Photo by Diego Marín on Unsplash

Precision & Recall: Explained by Men In Black

An explanation you won’t forget (even if you’re neuralyzed!)

Aishwarya Prabhat
Towards Data Science
7 min readJan 10, 2021

--

Disclaimer: All opinions expressed are my own.

I don’t know about you but every time I come across the concepts of precision and recall, I understand them completely….and then, all of a sudden the next day I have trouble explaining them. It is erased from my memory as though I had been subjected to a neuralyzer!

So, inspired by the scene where Will Smith’s character passes the MIB exam by shooting a little girl, I came up with an easy-to-understand example that can help me comprehend and remember the concepts of precision and recall.

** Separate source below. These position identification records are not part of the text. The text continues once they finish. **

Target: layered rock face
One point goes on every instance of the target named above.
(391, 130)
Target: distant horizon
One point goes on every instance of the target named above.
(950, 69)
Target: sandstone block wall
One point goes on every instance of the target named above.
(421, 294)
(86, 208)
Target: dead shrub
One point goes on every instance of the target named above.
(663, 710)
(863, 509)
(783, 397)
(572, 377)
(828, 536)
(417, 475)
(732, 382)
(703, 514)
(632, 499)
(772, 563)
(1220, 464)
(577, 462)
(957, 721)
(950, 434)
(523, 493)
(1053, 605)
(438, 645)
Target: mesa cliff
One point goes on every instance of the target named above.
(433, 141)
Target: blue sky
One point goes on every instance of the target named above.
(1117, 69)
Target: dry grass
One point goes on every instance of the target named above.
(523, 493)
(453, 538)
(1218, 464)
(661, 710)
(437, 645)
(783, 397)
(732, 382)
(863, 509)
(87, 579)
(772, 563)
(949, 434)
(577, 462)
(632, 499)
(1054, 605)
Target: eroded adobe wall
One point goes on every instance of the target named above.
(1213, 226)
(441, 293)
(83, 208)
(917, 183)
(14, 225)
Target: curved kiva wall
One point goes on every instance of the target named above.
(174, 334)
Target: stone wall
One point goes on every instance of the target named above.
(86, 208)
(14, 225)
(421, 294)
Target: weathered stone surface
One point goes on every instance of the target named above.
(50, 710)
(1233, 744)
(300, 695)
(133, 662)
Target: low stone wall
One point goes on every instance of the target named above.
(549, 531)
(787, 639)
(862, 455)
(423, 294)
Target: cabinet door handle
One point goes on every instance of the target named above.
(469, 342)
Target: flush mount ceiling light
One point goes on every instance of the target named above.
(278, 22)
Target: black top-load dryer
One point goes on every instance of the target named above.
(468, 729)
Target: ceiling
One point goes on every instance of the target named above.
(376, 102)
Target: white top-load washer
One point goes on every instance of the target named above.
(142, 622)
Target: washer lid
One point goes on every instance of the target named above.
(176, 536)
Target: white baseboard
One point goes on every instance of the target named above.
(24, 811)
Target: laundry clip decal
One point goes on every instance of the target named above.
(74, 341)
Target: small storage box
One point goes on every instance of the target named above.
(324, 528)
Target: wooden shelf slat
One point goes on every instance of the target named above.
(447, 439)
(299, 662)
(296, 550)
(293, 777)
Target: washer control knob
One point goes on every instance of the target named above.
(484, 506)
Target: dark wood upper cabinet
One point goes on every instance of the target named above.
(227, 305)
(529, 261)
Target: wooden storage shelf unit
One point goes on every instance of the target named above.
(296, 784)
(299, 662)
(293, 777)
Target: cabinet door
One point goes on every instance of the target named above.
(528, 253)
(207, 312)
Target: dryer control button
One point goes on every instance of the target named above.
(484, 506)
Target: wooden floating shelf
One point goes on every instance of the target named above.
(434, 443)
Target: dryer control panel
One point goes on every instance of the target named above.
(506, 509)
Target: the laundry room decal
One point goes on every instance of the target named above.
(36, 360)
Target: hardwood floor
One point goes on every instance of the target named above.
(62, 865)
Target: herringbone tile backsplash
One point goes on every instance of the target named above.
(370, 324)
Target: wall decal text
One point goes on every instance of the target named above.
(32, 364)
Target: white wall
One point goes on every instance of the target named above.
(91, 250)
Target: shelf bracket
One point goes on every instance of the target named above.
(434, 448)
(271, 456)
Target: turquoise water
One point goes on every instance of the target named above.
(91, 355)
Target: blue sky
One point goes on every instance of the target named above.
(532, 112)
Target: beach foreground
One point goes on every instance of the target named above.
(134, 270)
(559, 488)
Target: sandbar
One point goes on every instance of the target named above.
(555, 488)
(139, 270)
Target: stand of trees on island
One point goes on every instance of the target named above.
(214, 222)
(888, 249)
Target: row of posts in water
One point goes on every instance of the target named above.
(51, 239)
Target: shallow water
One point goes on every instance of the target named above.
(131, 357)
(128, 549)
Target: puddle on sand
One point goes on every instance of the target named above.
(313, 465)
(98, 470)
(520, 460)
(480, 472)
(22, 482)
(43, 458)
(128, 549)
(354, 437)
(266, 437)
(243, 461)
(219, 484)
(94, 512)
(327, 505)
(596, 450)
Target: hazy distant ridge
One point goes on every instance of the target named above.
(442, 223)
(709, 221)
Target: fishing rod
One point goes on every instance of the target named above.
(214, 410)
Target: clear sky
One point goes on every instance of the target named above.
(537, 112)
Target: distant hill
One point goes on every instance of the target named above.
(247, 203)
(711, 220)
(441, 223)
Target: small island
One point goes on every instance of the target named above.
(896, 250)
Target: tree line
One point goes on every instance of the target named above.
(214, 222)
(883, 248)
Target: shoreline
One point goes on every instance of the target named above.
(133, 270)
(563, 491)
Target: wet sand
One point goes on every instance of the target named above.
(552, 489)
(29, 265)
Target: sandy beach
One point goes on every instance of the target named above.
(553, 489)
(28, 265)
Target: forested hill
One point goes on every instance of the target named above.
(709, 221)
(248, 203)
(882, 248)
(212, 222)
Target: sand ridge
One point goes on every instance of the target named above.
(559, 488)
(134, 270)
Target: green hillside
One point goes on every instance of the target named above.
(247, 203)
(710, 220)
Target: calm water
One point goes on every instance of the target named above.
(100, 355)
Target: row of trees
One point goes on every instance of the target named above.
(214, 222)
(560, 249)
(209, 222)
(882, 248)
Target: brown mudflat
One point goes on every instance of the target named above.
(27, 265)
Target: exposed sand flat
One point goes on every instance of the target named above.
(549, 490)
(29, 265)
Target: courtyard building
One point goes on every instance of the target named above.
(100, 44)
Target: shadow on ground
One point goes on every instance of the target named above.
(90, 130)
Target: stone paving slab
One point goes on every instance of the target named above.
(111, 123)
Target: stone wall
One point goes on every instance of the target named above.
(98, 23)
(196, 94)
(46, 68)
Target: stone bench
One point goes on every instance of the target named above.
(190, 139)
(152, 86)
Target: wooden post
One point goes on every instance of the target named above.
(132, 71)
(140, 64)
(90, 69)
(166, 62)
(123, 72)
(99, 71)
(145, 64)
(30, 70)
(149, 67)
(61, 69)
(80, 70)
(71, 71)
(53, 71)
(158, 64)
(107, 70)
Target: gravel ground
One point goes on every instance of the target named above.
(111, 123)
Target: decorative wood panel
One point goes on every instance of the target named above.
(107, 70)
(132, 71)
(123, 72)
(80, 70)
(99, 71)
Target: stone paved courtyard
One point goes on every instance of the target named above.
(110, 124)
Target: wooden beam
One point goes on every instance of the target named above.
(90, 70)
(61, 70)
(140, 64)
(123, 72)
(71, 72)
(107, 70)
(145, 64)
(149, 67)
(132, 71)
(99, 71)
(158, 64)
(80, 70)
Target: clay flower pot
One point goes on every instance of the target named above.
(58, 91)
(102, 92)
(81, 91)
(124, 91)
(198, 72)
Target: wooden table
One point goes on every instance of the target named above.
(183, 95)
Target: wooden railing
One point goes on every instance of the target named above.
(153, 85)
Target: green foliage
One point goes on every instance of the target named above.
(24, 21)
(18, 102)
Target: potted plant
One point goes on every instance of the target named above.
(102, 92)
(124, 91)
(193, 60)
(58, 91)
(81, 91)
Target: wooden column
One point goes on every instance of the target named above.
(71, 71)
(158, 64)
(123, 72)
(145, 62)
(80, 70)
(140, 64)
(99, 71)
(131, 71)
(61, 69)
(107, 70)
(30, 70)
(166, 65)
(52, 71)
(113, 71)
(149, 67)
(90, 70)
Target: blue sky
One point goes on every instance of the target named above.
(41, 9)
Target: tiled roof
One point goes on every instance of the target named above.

Read on!

Contents

0. Running Example

  1. Recall
    1.1 🥱Boring definition
    1.2 👽Interesting (contextual) definition
    1.3 📈What does high recall mean?
    1.4 📉What does low recall mean?
    1.5 💵A real world example that makes c̶e̶n̶t̶s̶ sense
  2. Precision
    2.1 🥱Boring definition
    2.2 👽Interesting (contextual) definition
    2.3 📈What does high precision mean?
    2.4 📉What does low precision mean?
    2.5 💵A real world example that makes c̶e̶n̶t̶s̶ sense
  3. F1 Score
  4. Why not keep things simple and just use accuracy?
  5. Final Takeaways

0. Running Example

You are an agent of the Men In Black (MIB), a secret agency responsible for protecting human beings from aliens that are disguised as humans. You receive a tip that a Halloween party has been infiltrated by some aliens. Your mission, should you choose to accept (oops wrong movie!), is to identify and capture these aliens in disguise.

Photo by Kashawn Hernandez on Unsplash

In Machine Learning terms, this is an alien identification/classification problem: given a dataset of actual humans and aliens disguised as humans, you want to identify the aliens.

You and your fellow agents head to the party and capture some people who you thought were aliens. You identified some of them correctly and some of them incorrectly! Now, it is time to evaluate your ability to identify aliens disguised as humans using recall and precision.

1. Recall

Photo by Miriam Espacio on Unsplash

Of all the aliens disguised as human beings, how many did you identify correctly?

1.1 🥱Boring definition

Confusion matrix for alien identification problem

1.2 👽Interesting (contextual) definition

When you stormed the party and made decisions about who was an alien and who was a human, you identified some aliens correctly and you left some out because you wrongly thought they were humans. Recall is a measure of how good you were at correctly picking out the aliens, out of all the people that were actually aliens. In some sense, recall is also a measure of how good you were at not leaving behind any aliens at the party.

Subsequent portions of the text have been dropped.